Matthew 22:42 “What do you think about the Christ?

You can go to church when the pastor is preaching from I Corinthians 13, and totally get the whole thing about love. You can go to church when the minister is speaking from Ephesians 5 and grab on to the idea of mutual submission in marriage.

But if you only go on Christmas and Easter, you’re picking the two most obvious markers on the Jesus timeline, but also the two most difficult topics. I will never grasp the intricacies of incarnation and atonement. The more I look at these, the more I am lost in the absolute otherness of God’s ways and plans.

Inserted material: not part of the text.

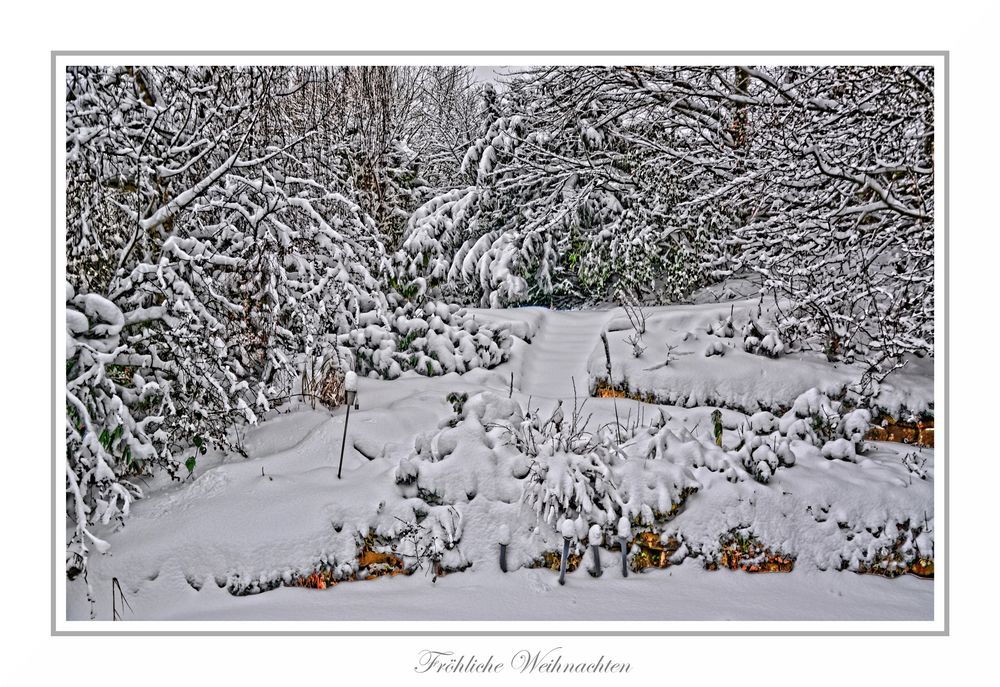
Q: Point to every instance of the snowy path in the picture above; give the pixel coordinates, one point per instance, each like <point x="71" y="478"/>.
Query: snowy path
<point x="560" y="352"/>
<point x="283" y="508"/>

I stand in total awe and wonder at Amazing Love.

June 19, 2012

Now Versus Then

This appeared earlier this week at the blog at Blue Letter Bible, an online Bible search engine, where it was titled, As-He-Is vs. As-He-Was.

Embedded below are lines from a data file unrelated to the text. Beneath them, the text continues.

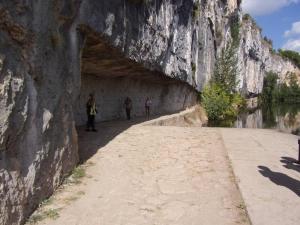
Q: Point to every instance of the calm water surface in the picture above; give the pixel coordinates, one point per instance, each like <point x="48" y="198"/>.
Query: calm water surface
<point x="284" y="117"/>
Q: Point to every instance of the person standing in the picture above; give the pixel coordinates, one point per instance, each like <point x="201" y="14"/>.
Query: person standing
<point x="148" y="104"/>
<point x="91" y="113"/>
<point x="128" y="107"/>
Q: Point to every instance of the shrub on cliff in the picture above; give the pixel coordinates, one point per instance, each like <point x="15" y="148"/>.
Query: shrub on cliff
<point x="291" y="55"/>
<point x="226" y="69"/>
<point x="220" y="104"/>
<point x="285" y="92"/>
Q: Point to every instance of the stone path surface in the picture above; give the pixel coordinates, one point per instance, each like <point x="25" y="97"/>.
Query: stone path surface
<point x="154" y="176"/>
<point x="269" y="179"/>
<point x="166" y="175"/>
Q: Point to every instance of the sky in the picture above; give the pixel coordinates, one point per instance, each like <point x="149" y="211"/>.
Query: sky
<point x="279" y="19"/>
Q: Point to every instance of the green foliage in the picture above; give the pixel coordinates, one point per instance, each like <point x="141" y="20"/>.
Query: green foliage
<point x="235" y="30"/>
<point x="226" y="69"/>
<point x="220" y="104"/>
<point x="268" y="40"/>
<point x="138" y="2"/>
<point x="196" y="10"/>
<point x="291" y="55"/>
<point x="50" y="214"/>
<point x="274" y="92"/>
<point x="269" y="88"/>
<point x="76" y="175"/>
<point x="216" y="101"/>
<point x="247" y="17"/>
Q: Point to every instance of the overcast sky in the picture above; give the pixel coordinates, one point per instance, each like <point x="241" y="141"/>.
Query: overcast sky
<point x="279" y="19"/>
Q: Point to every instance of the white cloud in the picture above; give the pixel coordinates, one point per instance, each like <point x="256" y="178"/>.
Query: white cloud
<point x="263" y="7"/>
<point x="292" y="44"/>
<point x="295" y="30"/>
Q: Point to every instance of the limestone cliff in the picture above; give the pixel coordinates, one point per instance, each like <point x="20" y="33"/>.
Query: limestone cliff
<point x="256" y="58"/>
<point x="50" y="49"/>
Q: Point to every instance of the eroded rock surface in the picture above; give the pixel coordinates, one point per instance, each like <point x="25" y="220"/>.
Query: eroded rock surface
<point x="41" y="43"/>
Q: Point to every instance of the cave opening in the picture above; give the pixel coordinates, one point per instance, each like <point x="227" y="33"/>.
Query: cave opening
<point x="111" y="77"/>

  1. As He is. He is walking in majesty in the midst of the Churches. “…who walks among the seven golden lampstands” (Revelation 2:1).
    As He was. He was seen in humiliation, and in the midst of two thieves, crucified. “There they crucified him, and with him two others, one on either side, and Jesus between them” (John 19:18).
  2. As He is. He is seen in garments of glory, representing the glory of His person. …clothed with a long robe and with a golden sash around his chest” (Revelation 1:13).
    As He was. He was stripped of His garments, and made a spectacle to men, demons, and angels. “When the soldiers had crucified Jesus, they took his garments and divided them into four parts” (John 19:23).
  3. As He is. His eyes are as flames of fire―reminding us of His all-seeingness. “His eyes were like a flame of fire” (Revelation 1:14).
    As He was. Those eyes lost their brightness in death, and closed under the load of sin. “…and he bowed his head and gave up his spirit” (John 19:30).
  4. As He is. His feet are as burning and polished brass―telling us of His durability and deity. “his feet were like burnished bronze, refined in a furnace” (Revelation 1:15).
    As He was. Those feet were nailed to the Cross. “See my hands and my feet…” (Luke 24:39).
  5. As He is. His voice is as the sound of many waters, reminding us of the power of His word. “his voice was like the roar of many waters” (Revelation 1:15).
    As He was. His voice was hushed in death. “…they came to Jesus and saw that he was already dead…” (John 19:33).
  6. As He is. His hand is mighty to hold, and to help us. “In his right hand he held seven stars” (Revelation 1:16).
    As He was. Those hands were pierced, and nailed to the accursed tree. “…they have pierced my hands and fee…” (Psalm 22:16).
  7. As He is. Out of His mouth, goes a sharp two-edged sword―telling us of His power to destroy His enemies. “…from his mouth came a sharp two-edged sword…” (Revelation 1:16).
    As He was. He opened not His mouth, but was smitten by the officer over the mouth. “…so he opened not his mouth” (Isaiah 53:7).
  8. As He is. His face is as the sun shining in his strength. “his face was like the sun shining in full strength” (Revelation 1:16).
    As He was. That face was marred, spit on, the hair plucked from, and the rude hand of man insulted. “As many were astonished at you— his appearance was so marred, beyond human semblance…” (Isaiah52:14).